Sunday, February 26, 2017

Confessions of a broken back

[this post contains no affiliate links, just pictures to help get my point across]
I'm three weeks out from the small miracle of breaking my back in such a way as to be laid up but not paralyzed, have no concern about surgery and like as not to have no further complications. All that is required of me is to recouperate in the next three to four weeks and okay, possibly some physical therapy from doing no bending and twisting. 

If I wasn't living at home with my parents, I'd be sunk. I'm not allowed to bend or twist. I'm not allowed to lift anything heavier than a gallon of milk. 

Getting dressed. That was the first new adventure. Everything I have been wearing has an elasic waist band so it comes on and off easily. I can't get my own socks on- no bending allowed. 

The tasks of independence I didn't expect to fall to the wayside weren't revealed until much later. It wasn't so much the knocked over pens and pencils that I couldn't reach for myself next to the recliner I had encamped in during the day, but larger tasks. Having my laundry put away, so that there was an empty basket for dirty clothes to go into. Having my bed stripped of it's linens on the two week rotation I keep, rotating the blankets and switching the duvet. Being able to wash my own clothing, or at least the specific pieces that have been the most comforting, that were now piling up in front of the closed closet door, creating a safety hazard to someone who already had difficulty walking (read:me). 

When people asked "What can I do?", I had no idea what I was in for. Is asking for a load of laundry too much? Stripping the bed? My foregone conclusion was yes, especially given what a wreck my own bedroom looked like before I got hurt (trying having a cat who thinks he's a trapeze artist bounce around every night and get back to me). Breaking my back in the midst of purging childhood ephemera was not what I had in mind.
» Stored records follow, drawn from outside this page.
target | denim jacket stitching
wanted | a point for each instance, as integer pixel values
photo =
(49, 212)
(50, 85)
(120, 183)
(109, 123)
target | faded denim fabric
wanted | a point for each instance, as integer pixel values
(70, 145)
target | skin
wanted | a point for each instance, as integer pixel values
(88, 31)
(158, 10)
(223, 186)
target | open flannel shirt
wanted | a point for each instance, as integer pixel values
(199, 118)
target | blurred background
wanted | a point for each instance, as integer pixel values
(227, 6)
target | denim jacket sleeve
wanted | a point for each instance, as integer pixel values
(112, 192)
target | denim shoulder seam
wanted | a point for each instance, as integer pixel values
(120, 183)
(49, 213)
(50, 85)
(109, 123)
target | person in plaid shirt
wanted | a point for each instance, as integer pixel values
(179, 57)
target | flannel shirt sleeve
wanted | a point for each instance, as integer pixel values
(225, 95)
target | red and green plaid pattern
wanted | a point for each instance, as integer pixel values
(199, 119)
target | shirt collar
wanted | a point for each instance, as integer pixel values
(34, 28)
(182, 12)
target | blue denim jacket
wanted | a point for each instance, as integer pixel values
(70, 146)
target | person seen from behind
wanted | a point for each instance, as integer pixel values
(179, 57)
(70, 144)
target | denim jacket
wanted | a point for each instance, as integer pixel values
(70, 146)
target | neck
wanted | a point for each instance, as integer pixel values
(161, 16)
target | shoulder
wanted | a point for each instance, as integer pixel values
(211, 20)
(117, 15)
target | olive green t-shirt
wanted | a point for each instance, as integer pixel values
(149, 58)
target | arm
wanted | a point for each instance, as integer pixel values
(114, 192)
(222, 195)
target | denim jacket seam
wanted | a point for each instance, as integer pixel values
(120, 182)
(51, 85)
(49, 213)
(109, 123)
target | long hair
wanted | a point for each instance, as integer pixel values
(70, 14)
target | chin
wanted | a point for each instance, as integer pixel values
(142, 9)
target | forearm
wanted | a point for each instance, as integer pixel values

But there you have it. 

If I lived alone, there would be no question. I would have had to either return to my parents to recouperate to stay at a care facility. Or find someone to stay with me. 

As I read back on this, it sounds as though my parents aren't taking care of my needs - not true. They are however, adults with their own lives, and they have rearranged their schedules to accommodate this hiccough. 

The further out from this I am, I really wish someone would have told me [sooner] that I'd really want to be taking a stool softener AND a laxative. I could barely sit, let alone think about passing gas.

That I could make my own sock-putter-on-er with a pop bottle and a bit of rope - because no one sent me home with adaptive equipment the way they do when you have a knee replaced.




That I would really, really want a shower chair. We have a hand held shower sprayer, but having one with an adjustable bar would have answered the "Now where do I put this so it doesn't soak the bathroom?" question


That there are better places to buy a back brace than Volde-mart... its just a matter of how long do you want to wait for it to come in the mail since, again, one was not provided.

That it could take six months - a full six months - to feel like myself again, even though the bones had healed.